The original idea was to check for the presence and then subsequently survey the population of invasive American Mink (Neogale vision) in the waterways across the Estate.

The students build the rafts from scratch and often display some highly competent woodworking skills. We should also say a massive “Thank you!” to the folks at Men's Shed for supplying the tools and wood.

It is hoped that the survey raft’s footprint trap will also show the presence of otters and water voles across the Estate so we can start to compile a picture of their numbers.

It is believed American Mink escaped from fur farms in the UK during the 1950s and 1960s and their descendants have been on the run ever since. Mink may look cute and cuddly, but they are very active predators that will feed on anything they can get their paws on, including nesting birds and endangered water voles.

Wetland Management

Bullrushes and HorsetailsAll our ponds excluding the moat are designated Sites of Special Scientific Interest (SSSI) by Natural England due to the existence of rare fen vegetation such as Cornish moneywort, Milk parsley and Water violet. The ponds are also managed as ponds of high wildlife value. Onwards from the moat, our waters feed the Kentland Fleet, becoming part of the Pevensey Levels National Nature Reserve (SSSI, RAMSAR and SAC).

Our volunteer Ecology and Land stewardship group meet approximately once a term to remove a number of invasive species identified up by the Folly Pond. Under supervision, students will remove horsetails, bullrushes and other invasive species from the pond margin to provide room for regionally rare and protected species, such as milk parsley, which is the food source of the caterpillar of the Swallowtail butterfly, to flourish.

Horsetail is an invasive, deep-rooted perennial weed that spreads quickly to form a dense carpet of foliage on and around our ponds. It’s what’s known as a pernicious plant, which might seem a little harsh, but left unchecked, it would crowd out less vigorous plants in our beds and borders and take over completely.

Clearing our pond margins creates channels so that small water birds and mammals can navigate them more easily, encouraging them to make nests in which to raise their young. Waders are provided! 

Coppicing Work

Dead HedgingMost recently, our Estate Management team have been re-coppicing the Alder trees around the moat to deliver several benefits to the area.

A primary benefit will be to create a low shrubby habitat around the pond, providing homes for our feathered friends, which include lapwings, yellow wagtails, cuckoos, marsh harriers and a resident heron.

Secondly, coppicing some of the trees will allow more sunlight into the moat, which will encourage a greater diversity of aquatic plants, insects, and amphibians – with the additional benefit of unobstructed views of the Castle upon arrival when our tourist visitors return of course!

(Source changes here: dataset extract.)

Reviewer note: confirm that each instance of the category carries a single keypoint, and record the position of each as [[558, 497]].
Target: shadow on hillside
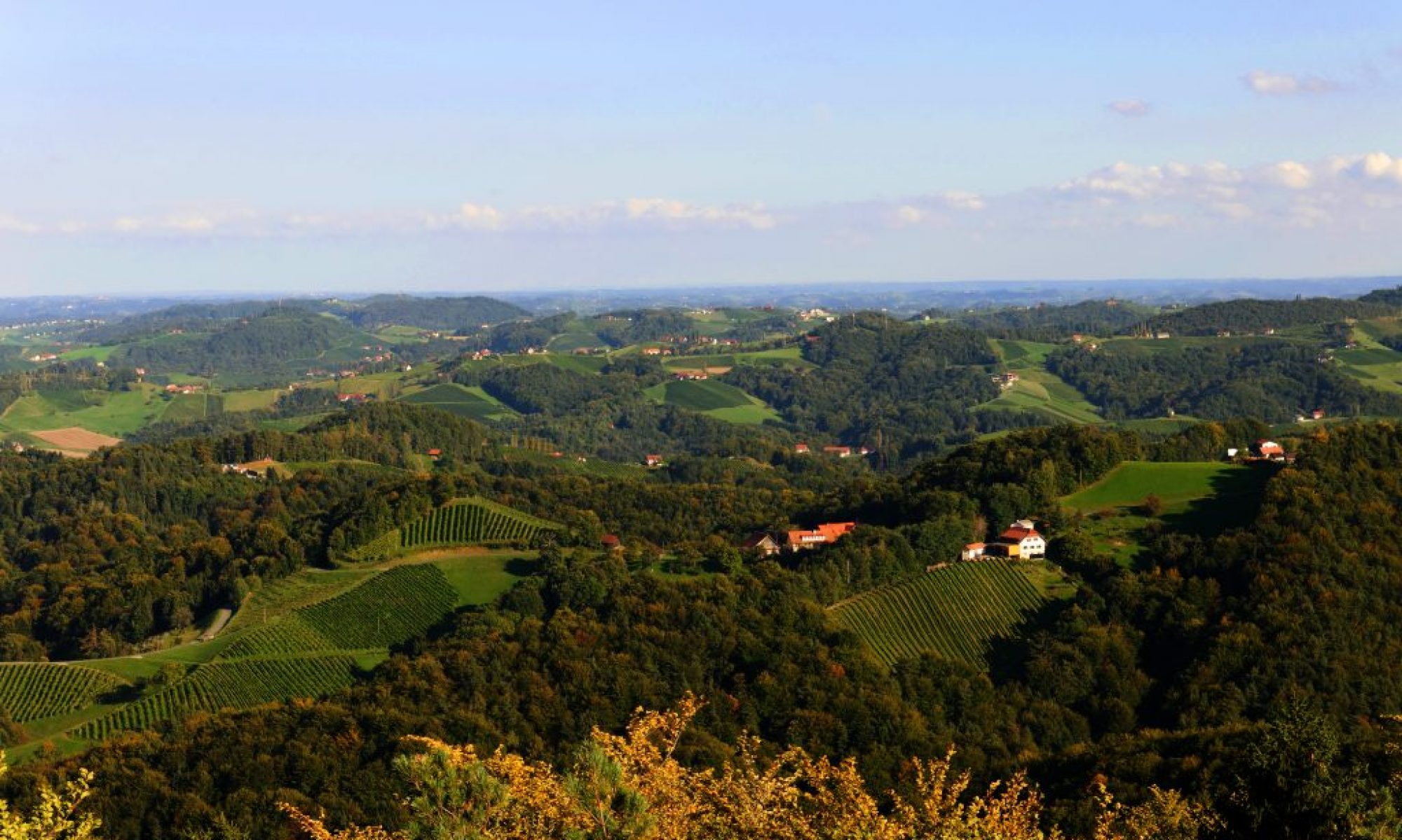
[[1007, 657], [522, 566], [1234, 503]]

The gardens and grounds of Herstmonceux Castle are a popular tourist attraction between February and October, attracting upwards of 30,000 visitors each season.

Student volunteers lent a hand, creating dead-hedges (a way of putting our woody pruning to good use and providing an instant habitat for insects and beetles, and thus a rich feeding ground for small mammals such as hedgehogs.) and piling up logs to create hibernacula.

The term hibernaculum, the plural form of which is 'hibernacula' comes from the Latin, "tent for winter quarters" and refers to any place in which a creature seeks refuge from the elements. Providing such habitats enriches our ecosystems and helps ensure as little waste as possible from unavoidable tree felling work.

Meadow Making

Wildflower MeadowSince the 1930's the UK has lost 97% of UK wildlife meadows and so we are very happy to be expanding our habitat here at the Castle. Wildflower meadows support our soils, pollinators, wildlife, and even our own well-being. The Estate Team collect wildflower seeds in the summer from our very own ‘mother meadow’, and we call for the students' many hands to help us scatter in a new meadow location. It's a fun task, with no experience needed!

Each new cut affords the opportunity for new species to establish a foothold up at the existing meadow, while simultaneously seeding a brand new area of the Estate to boost our overall levels of biodiversity.